I’ve been pretty fortunate to have had lovers to whom orgasm came relatively easily. While I’d like to believe that it’s due to my own skill and attentive nature, the fact is that for reasons not completely understood, a large number of women do not have orgasms during intercourse, and many can barely orgasm from masturbation. Back in the 70s and 80s, barely a month passed without the women’s magazines promoting G-spot stimulation in order to facilitate sexual satisfaction. Men were encouraged to poke around with their fingers to find the Grafenberg spot, a small area that was presumed to carry a bundle of nerve endings and located about two or three inches in on the upper wall of the vagina. Personally, I’ve had a great time over the years exploring the area, and I hope that my partners have enjoyed my explorations.
That’s why I was surprised to see this article in the UK Times Online news:
A sexual quest that has for years baffled millions of women — and men — may have been in vain. A study by British scientists has found that the mysterious G-spot, the sexual pleasure zone said to be possessed by some women but denied to others, may not exist at all.
First of all, the G-spot has been somewhat controversial, both as to the location, and to agreement of it’s actual existence. This was probably the largest single study on it since it was “discovered” in the 1950s.
In the research, 1,804 British women aged 23-83 answered questionnaires. All were pairs of identical or non-identical twins. Identical twins share all their genes, while non-identical pairs share 50% of theirs. If one identical twin reported having a G-spot, this would make it far more likely that her sister would give the same answer. But no such pattern emerged, suggesting the G-spot is a matter of the woman’s subjective opinion.

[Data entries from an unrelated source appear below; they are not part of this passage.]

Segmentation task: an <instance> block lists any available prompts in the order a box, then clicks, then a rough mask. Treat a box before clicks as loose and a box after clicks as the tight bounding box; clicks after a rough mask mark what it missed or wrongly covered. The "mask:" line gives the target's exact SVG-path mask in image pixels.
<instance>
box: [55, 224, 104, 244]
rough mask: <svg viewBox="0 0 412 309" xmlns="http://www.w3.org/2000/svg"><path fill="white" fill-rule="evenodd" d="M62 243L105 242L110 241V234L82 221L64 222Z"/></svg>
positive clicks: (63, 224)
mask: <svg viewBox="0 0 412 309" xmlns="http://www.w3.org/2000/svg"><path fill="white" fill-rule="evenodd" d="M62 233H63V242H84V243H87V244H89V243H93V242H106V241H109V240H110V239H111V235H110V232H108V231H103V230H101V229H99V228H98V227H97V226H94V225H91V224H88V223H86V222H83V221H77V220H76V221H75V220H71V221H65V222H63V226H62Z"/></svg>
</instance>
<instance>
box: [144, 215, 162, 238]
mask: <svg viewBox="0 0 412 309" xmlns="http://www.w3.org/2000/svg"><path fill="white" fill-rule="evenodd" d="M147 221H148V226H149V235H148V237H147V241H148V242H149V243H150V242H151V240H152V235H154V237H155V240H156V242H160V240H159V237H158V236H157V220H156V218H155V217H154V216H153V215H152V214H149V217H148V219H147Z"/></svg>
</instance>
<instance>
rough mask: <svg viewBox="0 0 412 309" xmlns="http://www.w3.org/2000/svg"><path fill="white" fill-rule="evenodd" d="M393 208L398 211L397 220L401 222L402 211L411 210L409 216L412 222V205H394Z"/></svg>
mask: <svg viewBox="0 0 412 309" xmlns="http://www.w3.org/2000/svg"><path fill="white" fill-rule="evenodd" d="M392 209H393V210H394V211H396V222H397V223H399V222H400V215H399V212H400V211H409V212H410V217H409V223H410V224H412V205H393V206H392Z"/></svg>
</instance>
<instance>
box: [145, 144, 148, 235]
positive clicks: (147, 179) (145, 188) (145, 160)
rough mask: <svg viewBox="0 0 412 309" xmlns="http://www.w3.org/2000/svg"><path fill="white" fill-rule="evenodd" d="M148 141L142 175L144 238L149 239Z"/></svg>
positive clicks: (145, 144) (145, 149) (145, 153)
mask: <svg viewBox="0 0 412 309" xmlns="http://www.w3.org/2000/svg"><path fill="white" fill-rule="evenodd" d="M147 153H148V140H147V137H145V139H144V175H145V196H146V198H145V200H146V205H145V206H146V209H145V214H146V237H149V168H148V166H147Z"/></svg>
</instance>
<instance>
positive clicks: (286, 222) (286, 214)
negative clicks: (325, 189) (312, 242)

While 56% of women overall claimed to have a G-spot, they tended to be younger and more sexually active. Identical twins were no more likely to share the characteristic than non-identical twins.
This point seems to give credence to those who have claimed that the G-spot was more of a mental state, than a physical entity.

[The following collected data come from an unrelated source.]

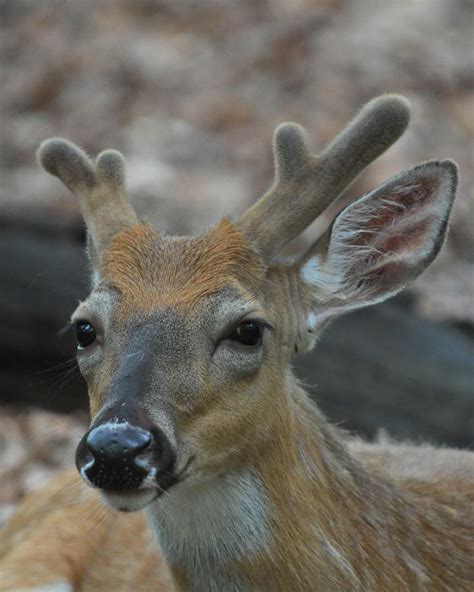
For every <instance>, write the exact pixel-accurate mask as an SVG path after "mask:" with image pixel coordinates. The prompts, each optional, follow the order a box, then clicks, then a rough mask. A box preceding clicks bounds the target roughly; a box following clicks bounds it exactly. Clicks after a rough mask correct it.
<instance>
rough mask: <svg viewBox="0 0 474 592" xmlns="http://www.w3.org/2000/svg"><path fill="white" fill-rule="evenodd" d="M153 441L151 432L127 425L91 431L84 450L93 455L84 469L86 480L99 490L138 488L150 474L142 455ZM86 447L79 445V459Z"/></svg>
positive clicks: (89, 457)
mask: <svg viewBox="0 0 474 592" xmlns="http://www.w3.org/2000/svg"><path fill="white" fill-rule="evenodd" d="M152 440H153V438H152V435H151V433H150V432H148V431H146V430H144V429H142V428H139V427H137V426H133V425H130V424H129V423H127V422H123V423H107V424H103V425H101V426H98V427H96V428H94V429H92V430H91V431H90V432H89V434H88V435H87V438H86V439H85V447H84V448H87V449H88V451H89V454H90V455H92V460H91V461H89V462H87V464H86V465H85V466H84V470H85V472H86V475H87V478H88V479H89V480H90V481H91V483H93V484H94V485H95V486H96V487H100V488H101V489H106V490H109V491H125V490H130V489H136V488H137V487H139V486H140V485H141V484H142V482H143V480H144V479H145V477H147V475H148V474H149V468H147V466H146V463H145V462H144V457H142V458H139V455H140V453H144V452H145V451H147V449H148V448H149V447H150V446H151V444H152ZM84 448H83V446H81V445H80V446H79V448H78V453H79V456H82V454H83V453H82V451H83V450H84ZM86 456H87V455H86ZM89 458H90V457H89Z"/></svg>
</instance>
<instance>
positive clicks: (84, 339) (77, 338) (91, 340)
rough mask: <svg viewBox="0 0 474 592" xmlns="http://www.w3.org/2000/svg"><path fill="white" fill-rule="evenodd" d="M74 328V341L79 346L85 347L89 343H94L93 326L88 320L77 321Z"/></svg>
mask: <svg viewBox="0 0 474 592" xmlns="http://www.w3.org/2000/svg"><path fill="white" fill-rule="evenodd" d="M75 328H76V341H77V344H78V346H79V347H80V348H84V347H87V346H88V345H90V344H91V343H94V341H95V338H96V332H95V329H94V327H93V326H92V325H91V324H90V323H89V322H88V321H77V322H76V324H75Z"/></svg>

The quest for the G-spot will not be abandoned. The Journal of Sexual Medicine, which is publishing Burri’s and Spector’s work this week, is planning a debate, with publication of research from the pro and anti G-spot camps.
I continue to offer my services toward this worthy study…
Meanwhile, David Matlock, a Beverly Hills cosmetic surgeon, is credited with creating an artificial version of the G-spot. In some cases this has resulted in an over-sensitive zone which induces orgasms when, for example, women drive over bumps in the road.
And this last paragraph mentions something about which I had no idea. An artificial G-spot? Really?